Is any of this accurate, and does the word mean more in addition to this?

I'm going to guess that the word comes to us from French, but beyond that, I really have no idea about its roots.


Well, I'm at least on track with my sense of finance in modern day parlance. I didn't quite get to the idea that finance is also an area of study--according to Wikipedia, that of how investors allocate assets over time under conditions of both certainty and uncertainty. The article goes on to say that a key aspect of this is the "time value of money", which states that a unit of currency is worth more today than it will be tomorrow. Hmm. I sense myself traipsing along the edge of deeper research than I am ready or willing to get into here, so let's move on to the etymological aspects.

Fine. Or rather, fin. This is the not so mysterious root that was almost too obvious to think of. It's the old French word for limit or end, going back to the Latin finis. Interestingly, our word "fine", as in, say, fine linen, also comes from this word, but in that case it means another kind of limit--the acme, the peak. The Middle French finance meant the limiting or settling of a debt. As the Online Etymology dictionary has it, "the notion is of ending (by satisfying) something that is due". And there is a relation here between paying 'fines' and an expression of the 1300s,'to make fine'--that is to settle a matter, to make one's peace. The verb "fine", by the way, originally meant to pay a ransom or  a debt, but the inverted meaning of to mean to punish by a fine came later.

"Finance", meaning settlement of debt, is from around 1400, but there were other echoes of the word that migrated from France later.  It took on the above mentioned meaning of ransom in English in the mid fifteenth century. Then it grew to include taxation later in the century. It didn't come to mean the management of money in England till 1770, and the idea of 'to furnish with money' didn't come along till the late 1800s.

But when it comes to furnishing others with money, isn't that always the way?



  1. This may be the finest of your posts, precisely because you tackle a word about which almost no one would think he or she was ignorant.

    Since you've rooted the word finance in a cultural context, I wonder if synonyms in other languages reflect different concepts.

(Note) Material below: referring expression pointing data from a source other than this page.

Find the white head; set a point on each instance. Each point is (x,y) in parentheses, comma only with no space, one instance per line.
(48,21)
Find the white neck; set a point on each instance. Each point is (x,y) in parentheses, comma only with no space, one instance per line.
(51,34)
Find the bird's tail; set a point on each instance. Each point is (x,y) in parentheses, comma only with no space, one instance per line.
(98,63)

  2. If the "fin" in "finance" is etymologically related to "fin" (end), it may be interesting to that the "mort" in "mortgage" does, indeed, come from "mort," meaning "dead."

  3. Thanks, Peter. I read somewhere that Anatoly Liberman said how initially, it's the odd words that we're curious about, but ultimately all words are odd. Or something like that. Actually, probably not very much like that at all. But you get the idea.

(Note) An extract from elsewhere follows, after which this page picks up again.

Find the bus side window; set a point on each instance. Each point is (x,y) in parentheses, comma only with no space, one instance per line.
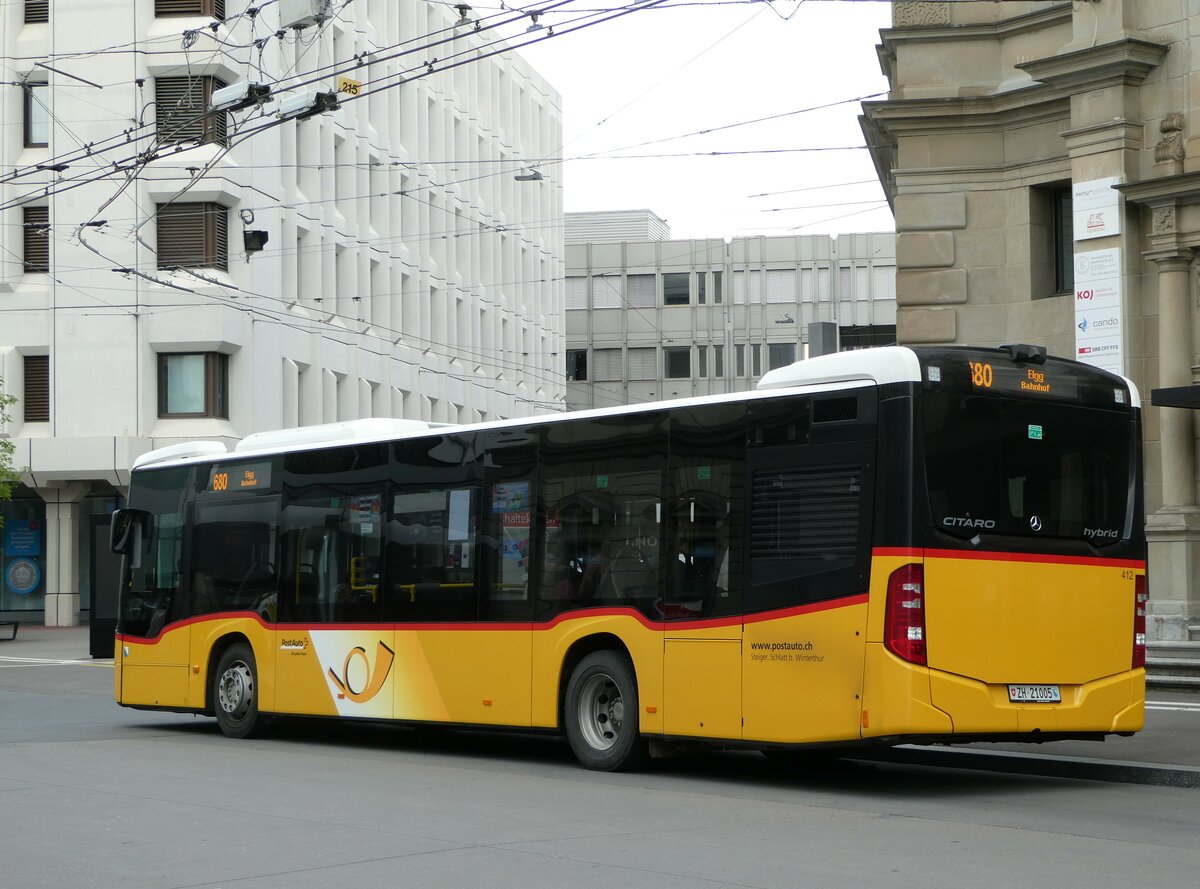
(234,560)
(431,554)
(331,551)
(603,492)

    Initial inspections shows that all the Latinate languages I checked are cognates of finance. Greek is different, but I don't know enough Greek to puzzle it out.

    The mort in mortgage would indeed be a good one to look into. Though not right now.

  4. I have not read that observation of Anatoly Liberman's, but I did think something similar once when reading Theophrastus' Characters. I can read enough Greek to make out individual words, so when I read that the word Theophrastus' fourth century BC word for "stupidity" was "anesthesia" -- that is, a dullness to sensory impressions--I then turned around and started thinking about what the previously transparent word "stupid" meant

  5. chrimatodótisi, or χρηματοδότηση is the Greek, so perhaps you will have some intuition about what that means to the Greeks.

    As to stupid, stupefy must be related but what the root is, I don't know. Unless it's related all those 'stand' words.

  6. That's Greek to me, though I suppose your average Greek would have some choice words on the subject of finance these days.